For deterministic forward or backward search, I'm used to give thresholds for p-values linked to coefficients linked to individual features. In the documention of makeFeatSelControlSequential in R/MLR https://www.rdocumentation.org/packages/mlr/versions/2.13/topics/FeatSelControl, alpha and beta parameters are described as follow:
It is however not clear what does "improvement difference" mean here. In the example below, I gave 0 as treshold for a backward selection (beta parameter). If this parameter relates to a threshold on p-value, I would expect to get the model without feature but it is not the case as I get an AUC of 0.9886302 instead of 0.5.
# 1. Find a synthetic dataset for supervised learning (two classes)

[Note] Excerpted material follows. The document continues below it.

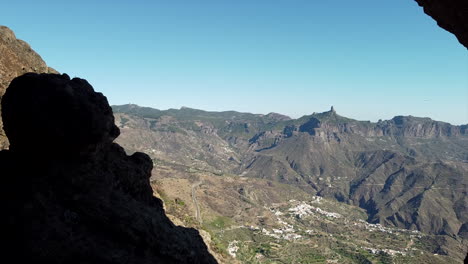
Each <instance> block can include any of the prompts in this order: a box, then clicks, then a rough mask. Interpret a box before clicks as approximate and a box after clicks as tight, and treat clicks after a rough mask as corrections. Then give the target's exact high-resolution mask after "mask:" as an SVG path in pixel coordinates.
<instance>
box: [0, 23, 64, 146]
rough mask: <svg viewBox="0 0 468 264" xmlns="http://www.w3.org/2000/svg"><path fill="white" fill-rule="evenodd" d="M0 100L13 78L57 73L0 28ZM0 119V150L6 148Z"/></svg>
mask: <svg viewBox="0 0 468 264" xmlns="http://www.w3.org/2000/svg"><path fill="white" fill-rule="evenodd" d="M0 54H1V56H0V99H1V98H2V95H3V94H4V93H5V89H6V88H7V87H8V85H9V84H10V82H11V80H13V78H15V77H17V76H19V75H21V74H24V73H26V72H37V73H57V72H56V71H55V70H54V69H52V68H50V67H47V65H46V63H45V62H44V61H43V60H42V58H41V56H39V55H38V54H37V53H36V52H35V51H34V50H33V49H32V48H31V47H30V46H29V44H28V43H26V42H24V41H22V40H19V39H17V38H16V36H15V34H14V33H13V31H11V30H10V29H9V28H7V27H5V26H0ZM2 127H3V126H2V120H1V119H0V149H4V148H6V147H8V141H7V138H6V137H5V134H4V132H3V129H2Z"/></svg>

###################################################################
library(mlbench)
data(BreastCancer)
# generate 1000 rows, 21 quantitative candidate predictors and 1 target variable
p<-mlbench.waveform(1000)
# convert list into dataframe
dataset<-as.data.frame(p)
# drop thrid class to get 2 classes
dataset2 = subset(dataset, classes != 3)
dataset2 <- droplevels(dataset2 )
# 2. Perform cross validation with embedded feature selection using logistic regression
##########################################################################################
library(BBmisc)
library(mlr)
set.seed(123, "L'Ecuyer")
set.seed(21)
# Choice of data
mCT <- makeClassifTask(data =dataset2, target = "classes")
# Choice of algorithm
mL <- makeLearner("classif.logreg", predict.type = "prob")
# Choice of cross-validations for folds
outer = makeResampleDesc("CV", iters = 10,stratify = TRUE)
# Choice of feature selection method
ctrl = makeFeatSelControlSequential(method = "sbs", maxit = NA,beta = 0)
# Choice of sampling between training and test within the fold
inner = makeResampleDesc("Holdout",stratify = TRUE)
lrn = makeFeatSelWrapper(mL, resampling = inner, control = ctrl)
r = resample(lrn, mCT, outer, extract = getFeatSelResult,measures = list(mlr::auc,mlr::acc,mlr::brier),models=TRUE)
The parameters control what difference in performance (for whatever performance measure you choose) is acceptable to proceed with a step along a forward or backward search. mlr doesn't compute any p-values, and no p-values are used in this process.
As the parameters only control what happens in a step, they also don't directly control the final outcome. What happens under the hood is that, e.g. for forward search, mlr computes the performances of all feature sets that expand the current one with a single feature and chooses the best one as long as it provides at least the improvement specified in alpha or beta. This procedure repeats until either all features (forward search) or no features (backward search) are present or if no minimum improvement as specified by the parameters can be achieved.